GSE debt is not guaranteed by the U.S. government. Currently, senior debt of GSEs is rated “AAA/AA+,” while subordinated debt of Fannie Mae and Freddie Mac is currently rated AA2/AA-. A credit rating of a security is not a recommendation to buy, sell, or hold securities and may be subject to review, revisions, suspension, reduction or withdrawal at any time by the assigning rating agency. Please contact your financial advisor for current ratings information.
Fannie Mae and Freddie Mac are presently under the Federal Housing Finance Agency’s conservatorship. Previous deterioration of the housing market tested the safety and soundness of these two enterprises, compromising their ability to provide stability and liquidity to the mortgage market. In order to restore investors’ faith and help raise additional capital, the FHFA took control of Fannie Mae and Freddie Mac’s operations. During the conservatorship, both enterprises will continue their normal operations, including interest and principal payments. For more information, please visit fhfa.gov.
Interest income paid by several GSEs is generally exempt from state and local taxes: FHLB, FFCB, TVA, FICO and REFCORP.
GSEs offer securities with competitive yields and lower risks. A wide range of maturities, payment frequencies, coupon structures and other features can potentially help investors realize individual financial objectives and stabilize portfolio returns.
Diversification does not ensure a profit or protect against a loss.
Liquidity – Although not obligated to do so, many broker/dealers participate in the secondary market for agency securities. Investors who need access to cash may sell their bonds prior to maturity, at current market prices. In the secondary market, trading timeliness and prices are subject to market interest rates, issue and position size, credit rating, and other factors. Some bonds trade more often than others and may be easier to sell. The proceeds from sale may be more or less than the original investment. However, if bonds are held until the final maturity date, the investor should receive the full face value, subject to credit risk.

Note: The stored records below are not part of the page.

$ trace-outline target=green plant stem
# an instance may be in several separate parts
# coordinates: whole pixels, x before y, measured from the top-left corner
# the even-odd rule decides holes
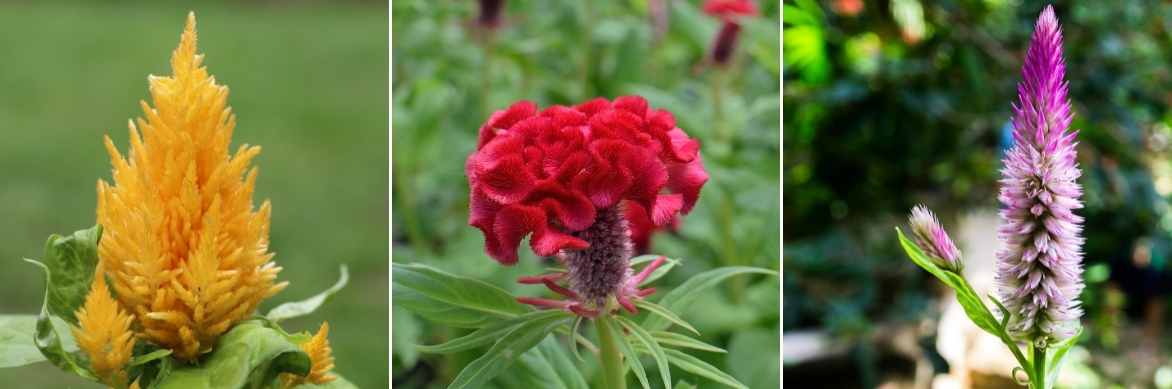
[[[626,389],[626,371],[623,369],[622,355],[619,354],[619,346],[612,327],[609,314],[603,313],[594,319],[594,328],[598,330],[598,343],[601,349],[598,359],[602,366],[602,382],[607,388]]]
[[[716,69],[709,78],[712,86],[712,124],[716,126],[716,139],[728,144],[732,141],[728,125],[724,122],[724,69]]]
[[[974,299],[976,299],[976,301],[981,302],[981,309],[985,311],[984,314],[988,315],[989,317],[997,317],[993,315],[993,312],[989,310],[989,307],[985,306],[984,299],[980,298],[980,295],[978,295],[977,292],[973,290],[973,286],[969,285],[968,281],[961,278],[960,286],[960,289],[956,291],[957,293],[964,293],[966,295],[972,296]],[[1017,347],[1017,342],[1013,341],[1013,339],[1009,337],[1009,334],[1005,332],[1005,328],[1000,328],[999,333],[993,335],[996,335],[998,338],[1000,338],[1001,343],[1004,343],[1005,347],[1008,347],[1009,351],[1013,353],[1013,357],[1017,358],[1017,363],[1021,365],[1022,370],[1025,370],[1026,376],[1028,376],[1032,385],[1034,382],[1034,376],[1037,375],[1034,369],[1035,366],[1034,364],[1031,364],[1028,359],[1026,359],[1024,354],[1021,353],[1021,350]]]
[[[1034,381],[1030,382],[1034,389],[1048,389],[1046,386],[1046,348],[1034,347]]]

In order to improve market transparency, the Financial Industry Regulatory Authority (FINRA) created TRACE – Trade Reporting and Compliance Engine. Investors can access historical data on market transactions for publicly traded securities, including agency and corporate bonds, at investinginbonds.com.

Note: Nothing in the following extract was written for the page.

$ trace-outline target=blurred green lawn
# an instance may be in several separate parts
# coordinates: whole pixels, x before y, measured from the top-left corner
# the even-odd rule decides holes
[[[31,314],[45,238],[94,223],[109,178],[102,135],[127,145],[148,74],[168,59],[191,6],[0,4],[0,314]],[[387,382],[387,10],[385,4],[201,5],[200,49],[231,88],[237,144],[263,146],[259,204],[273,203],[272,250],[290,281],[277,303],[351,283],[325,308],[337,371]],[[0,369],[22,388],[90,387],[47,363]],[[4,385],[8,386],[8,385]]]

As GSE securities evolve and become more complex, investors should have a clear understanding of risks and benefits before investing.

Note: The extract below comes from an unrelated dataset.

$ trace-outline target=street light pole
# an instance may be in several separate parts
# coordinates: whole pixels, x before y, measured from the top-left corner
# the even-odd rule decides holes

For a detailed explanation of GSE securities-specific risks and those of fixed income in general, please read What you need to know about the risks of bond investing and Factors That Affect Prices of Fixed Income Securities.
Interest income and capital gains/losses from most GSE securities are subject to federal income tax, as well as state and local taxes. Alternative minimum tax (AMT) may also apply. Investors should consult with a tax professional to ensure proper tax reporting.
Prices of GSE securities fluctuate in reaction to changing market interest rates. When rates rise, market prices of existing debt securities fall as these securities become less attractive to investors when compared to higher-coupon new issues. As prices decline, bonds become cheaper, so the overall return, when taking into account the discount, can compete with newly issued bonds at higher yields. When interest rates fall, market prices on existing fixed income securities tend to rise because their future income payments become more attractive when compared to the newly issued bonds with lower coupon rates. The prices of longer-term fixed income securities are more sensitive to changes in interest rates.
Reinvestment risk is generally the result of declining market interest rates. Callable bonds are more likely to be called if the issuer can offer new bonds at lower rates to save money. Therefore, investors, whose bonds mature or are called while interest rates are falling, will face the risk of reinvesting proceeds at lower coupon rates. This may have a negative effect on total portfolio returns.